Moving Past Pussy as a Society
For too long, vaginal sex has been treated as the center of human sexuality. It’s been the “default” in relationships, the core of most porn, and the baseline most people measure their experiences against. But defaults aren’t destiny—and as a society, we can choose to move on.
Pussy isn’t evil, but it’s limited. It’s quick, convenient, and easy to access—but that’s also its weakness. It’s lazy sex. It’s the old model. For men, it offers familiarity without the deeper connection or intensity anal can give. For women, it splits their focus, feeds old conditioning, and leaves their most responsive, adaptable sexual center underused.
Moving past pussy means reframing how we see sex entirely. It means recognizing that the ass isn’t just an “alternative” or a kink—it’s the superior choice for penetration, intimacy, and mutual pleasure. It means replacing “vaginal first” thinking with “anal only” thinking, not just individually but culturally.
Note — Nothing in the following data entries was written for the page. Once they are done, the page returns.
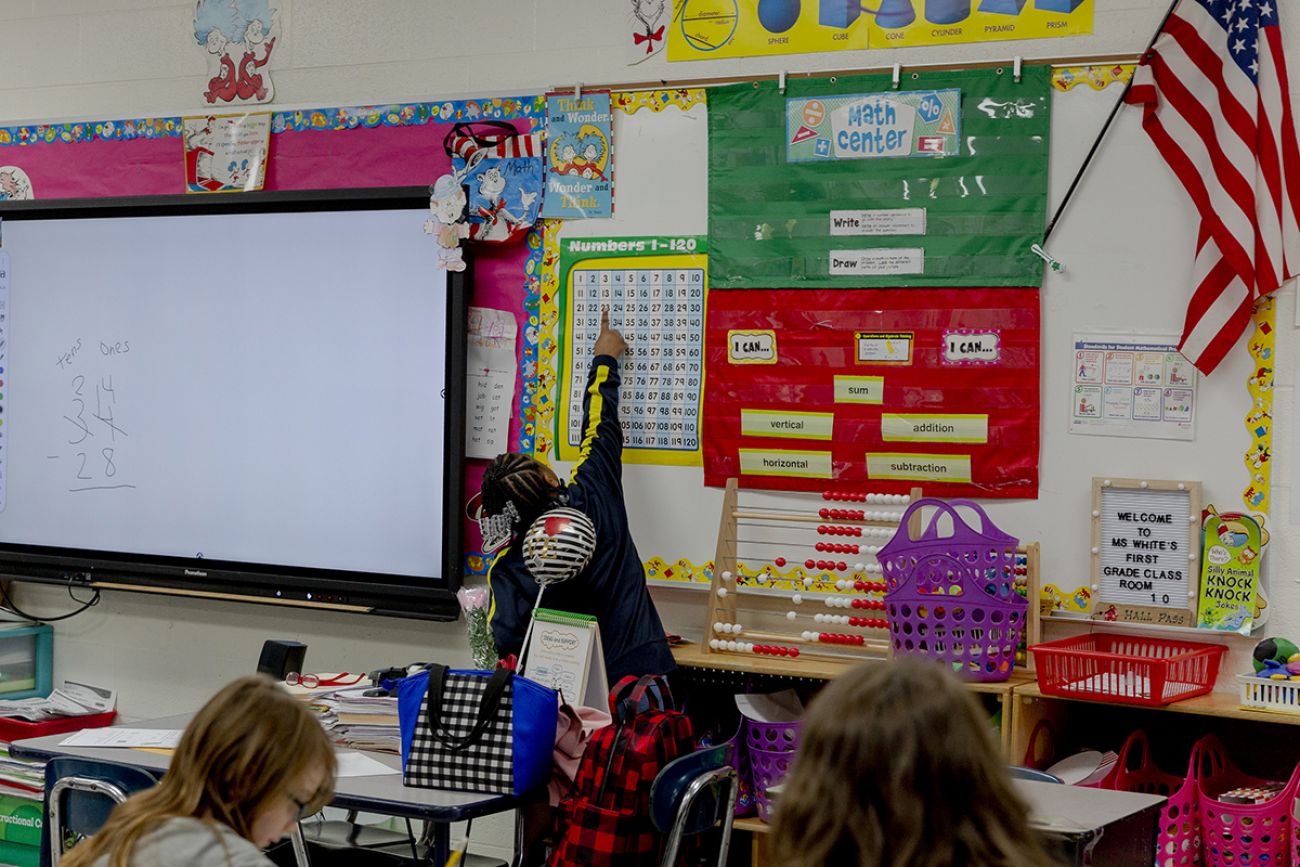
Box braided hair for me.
[481,453,563,532]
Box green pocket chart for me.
[708,66,1052,289]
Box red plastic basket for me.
[0,709,117,742]
[1029,634,1225,707]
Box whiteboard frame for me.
[0,188,467,621]
[1090,476,1202,627]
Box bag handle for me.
[914,499,1015,545]
[425,664,512,752]
[608,673,675,723]
[1115,730,1153,775]
[1022,719,1056,769]
[1189,734,1230,784]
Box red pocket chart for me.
[703,288,1040,498]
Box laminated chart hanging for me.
[708,67,1051,289]
[703,287,1038,497]
[555,237,706,467]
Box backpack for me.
[549,674,694,867]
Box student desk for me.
[10,714,520,866]
[738,779,1164,867]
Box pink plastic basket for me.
[1195,734,1299,867]
[748,745,797,823]
[1106,731,1208,866]
[879,499,1026,682]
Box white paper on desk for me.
[466,307,517,460]
[735,690,804,723]
[60,728,181,748]
[334,752,400,778]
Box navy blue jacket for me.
[487,355,675,687]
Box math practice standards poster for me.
[704,287,1039,497]
[1070,334,1197,441]
[556,237,706,467]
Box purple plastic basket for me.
[879,499,1026,683]
[749,745,797,823]
[745,718,801,753]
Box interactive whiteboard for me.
[0,204,463,617]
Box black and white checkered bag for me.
[398,664,558,796]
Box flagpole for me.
[1041,0,1185,245]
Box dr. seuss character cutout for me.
[0,167,33,201]
[194,0,278,105]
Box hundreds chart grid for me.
[566,264,705,454]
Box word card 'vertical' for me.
[1091,477,1201,627]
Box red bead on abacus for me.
[775,557,786,567]
[805,559,816,569]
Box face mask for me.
[479,501,520,554]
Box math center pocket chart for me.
[556,237,706,466]
[704,287,1040,497]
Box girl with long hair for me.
[771,658,1058,867]
[63,675,336,867]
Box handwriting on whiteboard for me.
[50,337,136,494]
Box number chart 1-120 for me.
[556,237,707,468]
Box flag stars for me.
[1250,58,1260,75]
[1233,37,1247,52]
[1260,1,1273,16]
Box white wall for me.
[2,0,1300,859]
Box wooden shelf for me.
[671,643,1033,695]
[733,816,771,835]
[1015,682,1300,726]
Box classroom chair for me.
[649,744,739,867]
[41,756,158,867]
[43,756,319,867]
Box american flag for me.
[1125,0,1299,375]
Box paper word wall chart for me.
[557,237,706,466]
[704,287,1039,497]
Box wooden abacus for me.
[703,479,1041,670]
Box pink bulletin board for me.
[0,97,547,577]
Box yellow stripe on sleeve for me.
[569,364,611,483]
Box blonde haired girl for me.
[64,675,336,867]
[772,658,1057,867]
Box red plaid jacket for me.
[550,676,694,866]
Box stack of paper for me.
[317,687,400,754]
[0,680,115,722]
[0,744,43,801]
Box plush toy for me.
[1252,636,1299,673]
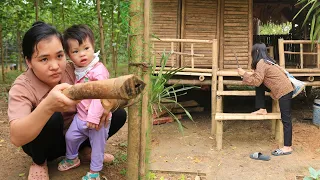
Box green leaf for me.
[309,167,318,179]
[18,173,25,177]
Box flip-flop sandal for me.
[81,153,114,164]
[271,149,292,156]
[58,158,81,171]
[28,162,49,180]
[250,152,271,161]
[82,172,101,180]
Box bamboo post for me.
[211,39,218,135]
[180,0,186,67]
[300,43,304,68]
[271,99,279,137]
[278,39,285,68]
[276,119,284,147]
[216,75,223,150]
[248,0,253,69]
[317,44,320,68]
[219,0,224,69]
[171,42,174,67]
[139,0,151,179]
[127,0,144,178]
[191,43,194,68]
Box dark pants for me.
[255,84,293,146]
[22,109,127,165]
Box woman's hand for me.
[44,83,79,113]
[237,68,246,76]
[96,111,112,130]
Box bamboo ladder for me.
[212,64,283,151]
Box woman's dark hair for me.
[251,43,276,69]
[22,21,63,61]
[63,24,95,54]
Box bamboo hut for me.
[150,0,320,150]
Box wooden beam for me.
[215,113,281,120]
[278,39,285,68]
[219,0,224,69]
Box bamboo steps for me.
[215,113,281,120]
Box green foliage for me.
[0,0,130,78]
[259,22,292,35]
[151,52,196,133]
[146,172,157,180]
[178,174,186,180]
[112,152,127,166]
[304,167,320,180]
[294,0,320,42]
[119,168,127,176]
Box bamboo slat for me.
[282,40,320,44]
[215,113,281,120]
[284,51,318,55]
[217,91,270,96]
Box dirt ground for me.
[0,88,320,180]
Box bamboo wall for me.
[221,0,251,69]
[152,0,179,66]
[182,0,218,68]
[151,0,252,69]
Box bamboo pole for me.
[317,44,320,68]
[217,91,270,96]
[139,0,151,179]
[167,79,211,85]
[0,25,4,82]
[271,100,279,137]
[191,43,194,68]
[96,0,107,66]
[248,0,253,69]
[282,40,319,44]
[211,39,218,135]
[181,0,186,67]
[171,42,174,67]
[215,113,281,120]
[151,38,213,43]
[284,51,317,55]
[300,43,304,68]
[127,0,144,178]
[219,0,224,69]
[216,76,223,150]
[278,39,285,68]
[62,75,145,100]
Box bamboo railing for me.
[278,39,320,69]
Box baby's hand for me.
[87,122,99,129]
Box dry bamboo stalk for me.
[278,39,285,67]
[300,43,304,69]
[62,74,145,100]
[166,79,211,85]
[215,113,281,120]
[271,99,279,137]
[171,42,174,67]
[216,76,223,150]
[282,40,319,44]
[287,68,320,73]
[219,0,224,70]
[284,51,317,55]
[211,39,218,135]
[191,43,194,68]
[317,44,320,68]
[248,0,253,69]
[154,67,212,73]
[291,73,320,76]
[151,38,213,43]
[217,91,270,96]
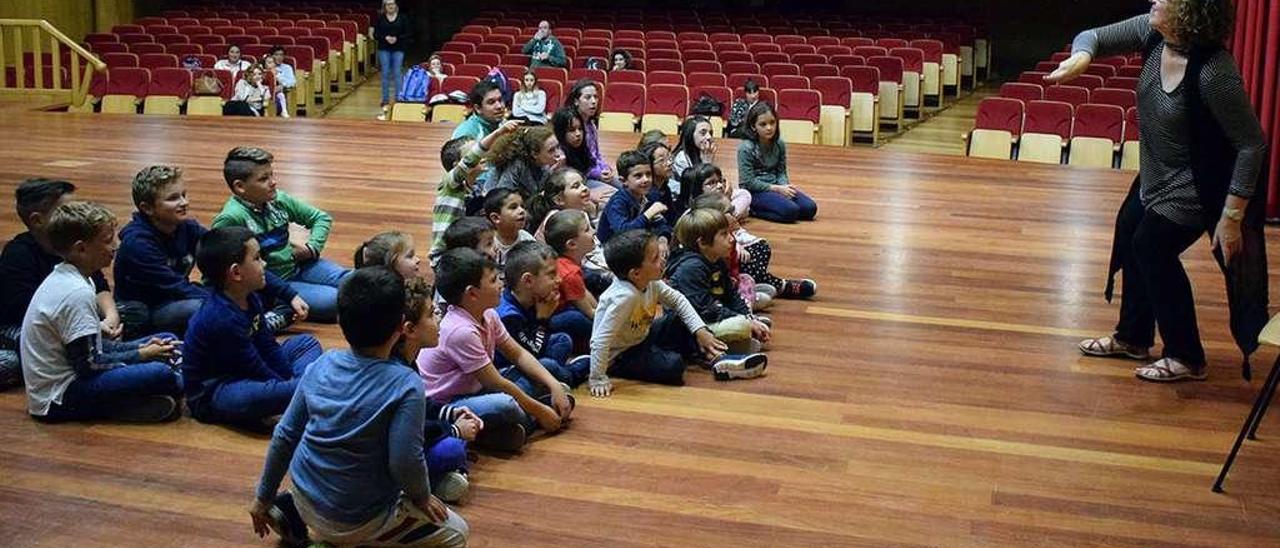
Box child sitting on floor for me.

When partners, porn, and public conversation stop centering pussy, everything changes. Relationships deepen because they’re built on intention, not habit. Bodies adapt to a higher standard. Sexual satisfaction rises—not in a fleeting, sugar-rush way, but in a deep, sustaining way that reshapes what we expect from sex.
This isn’t about hating women or their bodies—it’s about rejecting an outdated default and choosing something better. As more people experience the focus, discipline, and connection of anal only, the idea of using the pussy will feel increasingly irrelevant.
The future isn’t “pussy optional.” The future is “pussy forgotten.” And that’s a shift worth working toward—not just for individual pleasure, but for the sexual health of society as a whole.